# Unpaid work in Singapore - need a visa???



## StineMaria

Dear all,

I hope that somebody out there can help me in this visa matter... Talked to Ministry of Manpower (MOM) and the Danish Embassy without luck :-(

I am currently living in Singapore studying at NTU and holding a Students Pass. This will expire 14. december 2012 as I am only taking one semester abroad as part of my BSc from Copenhagen Business School.

From Jan-Apr. 2013 (3 months) I need to do an UNPAID internship as part of my BSc as well.

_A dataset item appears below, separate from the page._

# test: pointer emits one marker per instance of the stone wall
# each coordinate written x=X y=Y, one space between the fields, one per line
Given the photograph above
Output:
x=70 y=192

I really want to stay here in Singapore and do it (my boyfriend is here on an EP).

I got an internship with a private company out here, but they say that I need to fix the visa myself (!?).
My options are:
1) To apply for Training EP - but is Copenhagen Business School going to be an "acceptable institution"? (ref MOMs homepage)
2) To apply for Training WP - but what are the requirements for my "specific skills"? (ref MOMs homepage)
3) To get a LTVP through my boyfriend, but can I work for free on this visa??
4) To just get a tourist visa - but illegal to work on, right?

Hope that someone out there has the insider information I need and cannot obtain through MOM themselves!

THANK YOU in advance!


----------



## sgporc

Hi,

Let me provide my opinions on your listed options...

4) yes, it is illegal to work on tourist visa, plus it's not the proper burden that you should be putting on your internship employer. 

3) LTVP - MOM only recognizes blood ties and legal relationships (marriages, adoptions etc.), so I don't think your boyfriend would be able to get you a LTVP.

2) WP is mostly for lower-skilled or trade vocations. As a undergraduate you should go for the Training EP.

1) I think you should try for this Training EP. First, I would like to ask if you had tried to approach Contact Singapore (Contact Singapore - Launch a Bright Future in Singapore!). It's a joint MOM/EDB government agency and will probably be more talent-friendly in answering your queries than probably your front-desk MOM officer handling all sorts of cases. They might be able to advise you better. In addition, I would suggest that you make your application as strong as possible. Write a proper cover letter explaining your reasons wanting to intern here (proper work related reasons ok? , your proposed internship job scope, your qualifications (I see that CBS is ranked by ft.com in 2011 as 40th in europe, even higher than Cambridge's Judge Business School; http://rankings.ft.com/businessschoolrankings/european-business-school-rankings-2011; exploit this fact!). If your internship company is a big name company, even better...

Finally, I would like to suggest yet another option. How about extending your study abroad program at NTU for another semester, and register for their (NTU) internship modules (if there is such a thing). In this case you'll still be an exchange student at NTU (with your extended student visa) and you are allowed to work as an intern as part of your course module fulfillments. but of course you would also need to check with your danish school that they accept the ntu internship module etc. Do the necessary checks.

Hope this helps...


----------



## simonsays

sgporc is right - yes, it may sound odd, but even unpaid work is not allowed, simply because one too many unpaid worker turned out to be really working with payment in other ways 

You can opt for Training visa .. max 6 months .. 

BTW, NTU arranges Research Assistant Jobs, did you try that option ?


----------



## StineMaria

I just lost my loooong reply due to a site error..
Here I go again, but in short:

THANKS for your help, highly appreciated! 

I can get LTVP, just need to be "common-law" spouse of the EP holder. This means that we should be able to document shared bank accounts, common address for a number of years etc. The Danish Embassy will also write a letter to kind of endorse our relationship. But now it has been sorted out that I cannot work on this pass, even unpaid, so thats not an option.

Internship through NTU is not an option either (for me, due to strict rules from CBS), but its a good idea.

I will go for the TEP and thanks so much Sgporc for suggesting the cover letter, brilliant idea.

Thank you!


----------